Berdasarkan hasil Focus GREAT Discussion dengan tema “Reforma Agraria dalam konteks Perkotaan dan Pedesaan: Ketimpangan, Hak Ulayat, Tata Ruang, dan Badan Pelaksana Reforma Agraria” yang dilakukan oleh perwakilan pemerintah, akademisi, praktisi, dan aktivis pertanahan, dihasilkan rekomendasi kebijakan Panca Prakarsa Agraria sebagai berikut:
• Seluruh regulasi terkait agraria (bumi, air, angkasa dan kekayaannya) harus berdasarkan UUD 1945 Pasal 33 Ayat 1, 2 dan 3 serta UU Pokok Agraria 1960. • Badan Pelaksana Reforma Agraria harus dipimpin langsung oleh Presiden sebagai Ketua Dewan Pengarah Reforma Agraria dan dikepalai oleh tokoh ideologis isu agraria. • Sumber daya agraria selain memiliki fungsi ekonomi, harus memiliki fungsi sosial yang dilindungi oleh Negara. • Badan Pelaksana Reforma Agraria perlu memiliki Deputi Tafsir Tegas untuk menyelesaikan perbedaan tafsir antar lembaga negara dalam pemanfaatan tata guna dan sumber daya agraria. • Tata guna dan pemanfaatan sumber daya agraria harus berdasarkan satu sistem pemetaan nasional dengan mempertimbangkan hak-hak individu dan hak ulayat dalam kepemilikan agraria.
Dari Focus GREAT Discussion dengan tema “Reforma Agraria dalam konteks Perkotaan dan Pedesaan: Ketimpangan, Hak Ulayat, Tata Ruang, dan Badan Pelaksana Reforma Agraria” telah membedah masalah-masalah agraria dan reforma agraria yang selama ini dilakukan di Indonesia. Ketimpangan lahan yang masih besar, backlog perumahan dan masalah penyediaan lahan di perkotaan, dan sulitnya penyelesaian konflik agraria saat ini merupakan hal yang mendesak harus segera diselesaikan.

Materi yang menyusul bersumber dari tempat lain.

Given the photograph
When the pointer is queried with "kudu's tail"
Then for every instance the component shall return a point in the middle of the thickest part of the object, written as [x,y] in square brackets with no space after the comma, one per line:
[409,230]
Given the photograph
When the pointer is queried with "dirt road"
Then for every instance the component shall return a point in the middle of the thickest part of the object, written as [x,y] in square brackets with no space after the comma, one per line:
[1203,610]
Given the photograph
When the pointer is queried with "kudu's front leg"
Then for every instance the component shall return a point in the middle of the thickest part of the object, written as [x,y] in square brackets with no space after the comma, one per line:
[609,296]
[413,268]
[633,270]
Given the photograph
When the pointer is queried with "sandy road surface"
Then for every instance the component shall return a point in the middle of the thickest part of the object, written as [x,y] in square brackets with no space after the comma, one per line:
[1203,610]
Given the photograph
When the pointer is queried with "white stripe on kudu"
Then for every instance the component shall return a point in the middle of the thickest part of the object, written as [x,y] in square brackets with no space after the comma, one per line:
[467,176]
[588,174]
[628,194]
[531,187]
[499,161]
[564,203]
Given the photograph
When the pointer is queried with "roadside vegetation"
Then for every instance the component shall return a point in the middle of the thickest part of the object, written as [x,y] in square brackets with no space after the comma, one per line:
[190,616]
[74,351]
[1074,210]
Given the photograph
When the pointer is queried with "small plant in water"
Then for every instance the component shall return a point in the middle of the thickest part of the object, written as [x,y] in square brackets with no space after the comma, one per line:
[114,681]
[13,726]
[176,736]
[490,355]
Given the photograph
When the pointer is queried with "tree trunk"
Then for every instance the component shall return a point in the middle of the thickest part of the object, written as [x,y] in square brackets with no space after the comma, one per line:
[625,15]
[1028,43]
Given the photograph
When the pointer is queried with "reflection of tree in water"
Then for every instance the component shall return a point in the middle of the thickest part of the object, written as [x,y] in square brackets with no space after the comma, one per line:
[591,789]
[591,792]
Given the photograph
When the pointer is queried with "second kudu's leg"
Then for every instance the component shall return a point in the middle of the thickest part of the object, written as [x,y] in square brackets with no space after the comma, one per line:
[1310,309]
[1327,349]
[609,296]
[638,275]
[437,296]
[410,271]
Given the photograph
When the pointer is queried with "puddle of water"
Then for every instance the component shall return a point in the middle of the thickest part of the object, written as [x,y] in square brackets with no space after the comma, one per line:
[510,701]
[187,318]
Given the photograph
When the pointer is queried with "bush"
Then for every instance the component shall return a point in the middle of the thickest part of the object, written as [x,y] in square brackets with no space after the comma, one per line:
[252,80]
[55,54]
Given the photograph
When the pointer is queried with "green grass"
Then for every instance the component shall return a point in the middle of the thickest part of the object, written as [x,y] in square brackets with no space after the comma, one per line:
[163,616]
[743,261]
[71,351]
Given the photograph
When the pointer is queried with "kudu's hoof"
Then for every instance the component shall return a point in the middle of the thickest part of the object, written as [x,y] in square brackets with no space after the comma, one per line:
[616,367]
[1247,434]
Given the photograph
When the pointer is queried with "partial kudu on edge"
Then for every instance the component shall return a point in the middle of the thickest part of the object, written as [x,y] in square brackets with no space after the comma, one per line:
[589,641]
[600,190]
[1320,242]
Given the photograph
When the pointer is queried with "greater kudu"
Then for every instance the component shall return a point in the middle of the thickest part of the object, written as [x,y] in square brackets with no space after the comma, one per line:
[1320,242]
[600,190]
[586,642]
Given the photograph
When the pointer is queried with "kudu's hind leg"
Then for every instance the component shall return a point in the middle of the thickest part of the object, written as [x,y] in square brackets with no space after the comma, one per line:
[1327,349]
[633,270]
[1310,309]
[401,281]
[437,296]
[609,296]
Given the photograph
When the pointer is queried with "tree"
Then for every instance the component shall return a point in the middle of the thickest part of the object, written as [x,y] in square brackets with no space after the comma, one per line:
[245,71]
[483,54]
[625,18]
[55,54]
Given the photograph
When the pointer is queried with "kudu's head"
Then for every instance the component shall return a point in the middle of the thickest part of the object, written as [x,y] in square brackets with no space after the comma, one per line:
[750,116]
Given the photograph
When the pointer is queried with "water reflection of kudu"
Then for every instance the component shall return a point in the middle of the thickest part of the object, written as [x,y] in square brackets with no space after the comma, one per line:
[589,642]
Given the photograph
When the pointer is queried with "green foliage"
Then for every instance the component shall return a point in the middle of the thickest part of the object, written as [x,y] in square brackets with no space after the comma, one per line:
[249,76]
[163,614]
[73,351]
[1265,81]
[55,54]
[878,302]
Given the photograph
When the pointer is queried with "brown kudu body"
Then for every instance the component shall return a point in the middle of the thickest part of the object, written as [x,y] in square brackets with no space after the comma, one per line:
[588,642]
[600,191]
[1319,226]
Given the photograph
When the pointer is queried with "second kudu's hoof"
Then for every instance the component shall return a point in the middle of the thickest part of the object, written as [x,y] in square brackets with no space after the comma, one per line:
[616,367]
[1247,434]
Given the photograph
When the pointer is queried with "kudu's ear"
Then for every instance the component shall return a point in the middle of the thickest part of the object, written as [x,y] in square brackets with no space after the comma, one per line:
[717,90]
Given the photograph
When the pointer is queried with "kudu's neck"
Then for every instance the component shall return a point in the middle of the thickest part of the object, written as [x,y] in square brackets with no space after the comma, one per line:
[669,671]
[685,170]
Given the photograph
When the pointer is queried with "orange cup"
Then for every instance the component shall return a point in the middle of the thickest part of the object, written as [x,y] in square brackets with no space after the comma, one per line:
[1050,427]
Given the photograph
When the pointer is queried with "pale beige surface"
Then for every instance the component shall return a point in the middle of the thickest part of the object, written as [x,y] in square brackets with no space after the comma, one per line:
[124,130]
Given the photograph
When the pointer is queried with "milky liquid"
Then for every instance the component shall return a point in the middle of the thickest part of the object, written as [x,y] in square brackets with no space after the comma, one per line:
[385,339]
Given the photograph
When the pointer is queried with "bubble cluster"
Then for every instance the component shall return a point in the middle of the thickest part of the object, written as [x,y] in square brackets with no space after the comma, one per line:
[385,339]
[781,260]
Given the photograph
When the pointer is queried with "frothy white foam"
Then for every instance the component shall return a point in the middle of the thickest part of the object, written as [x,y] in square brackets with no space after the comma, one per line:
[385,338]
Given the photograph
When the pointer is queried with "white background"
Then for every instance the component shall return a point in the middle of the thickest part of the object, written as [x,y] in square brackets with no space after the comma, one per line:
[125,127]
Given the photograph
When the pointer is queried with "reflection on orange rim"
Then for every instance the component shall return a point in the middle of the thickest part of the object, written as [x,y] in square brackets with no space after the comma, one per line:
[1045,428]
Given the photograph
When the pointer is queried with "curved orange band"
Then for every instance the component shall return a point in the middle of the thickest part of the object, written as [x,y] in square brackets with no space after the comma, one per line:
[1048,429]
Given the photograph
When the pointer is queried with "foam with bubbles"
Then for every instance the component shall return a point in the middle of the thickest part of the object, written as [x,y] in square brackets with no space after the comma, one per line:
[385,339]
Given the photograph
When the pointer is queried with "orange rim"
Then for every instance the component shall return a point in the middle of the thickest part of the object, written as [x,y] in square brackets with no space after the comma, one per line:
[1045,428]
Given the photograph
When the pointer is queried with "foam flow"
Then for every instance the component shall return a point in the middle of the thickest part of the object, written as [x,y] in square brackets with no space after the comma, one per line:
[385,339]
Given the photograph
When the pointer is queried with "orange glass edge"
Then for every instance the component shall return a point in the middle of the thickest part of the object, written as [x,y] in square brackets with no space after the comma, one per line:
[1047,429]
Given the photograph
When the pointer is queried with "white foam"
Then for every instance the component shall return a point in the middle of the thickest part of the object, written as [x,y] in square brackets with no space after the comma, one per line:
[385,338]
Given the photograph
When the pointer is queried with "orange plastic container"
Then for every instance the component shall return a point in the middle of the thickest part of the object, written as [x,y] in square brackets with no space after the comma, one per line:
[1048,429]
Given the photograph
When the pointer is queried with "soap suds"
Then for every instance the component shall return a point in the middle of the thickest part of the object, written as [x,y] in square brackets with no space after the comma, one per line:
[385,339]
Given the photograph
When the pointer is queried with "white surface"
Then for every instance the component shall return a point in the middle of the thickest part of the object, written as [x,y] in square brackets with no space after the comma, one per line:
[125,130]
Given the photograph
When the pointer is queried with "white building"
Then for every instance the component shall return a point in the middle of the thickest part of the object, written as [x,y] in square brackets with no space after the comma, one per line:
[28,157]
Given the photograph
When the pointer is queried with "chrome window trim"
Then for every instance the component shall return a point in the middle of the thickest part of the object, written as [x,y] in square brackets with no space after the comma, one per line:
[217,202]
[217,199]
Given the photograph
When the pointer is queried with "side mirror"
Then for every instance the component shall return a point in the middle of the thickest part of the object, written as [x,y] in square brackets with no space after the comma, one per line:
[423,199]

Reforma agraria masih menjadi pilihan sebagai program penataan ulang pertanahan di Indonesia. Namun selama ini, terutama 10 tahun terakhir, pelaksanaannya masih perlu dievaluasi. Saat ini, Presiden Prabowo Subianto akan melaksanakan program Reforma Agraria guna mencapai swasembada pangan. Maka dari itu, sebagai bentuk evaluasi dari program-program reforma agraria sebelumnya, perlu dibentuk Badan Pelaksana Reforma Agraria (BPRA) sebagai badan yang bertanggung jawab langsung kepada Presiden dan bersifat super-body dalam melaksanakan program-programnya.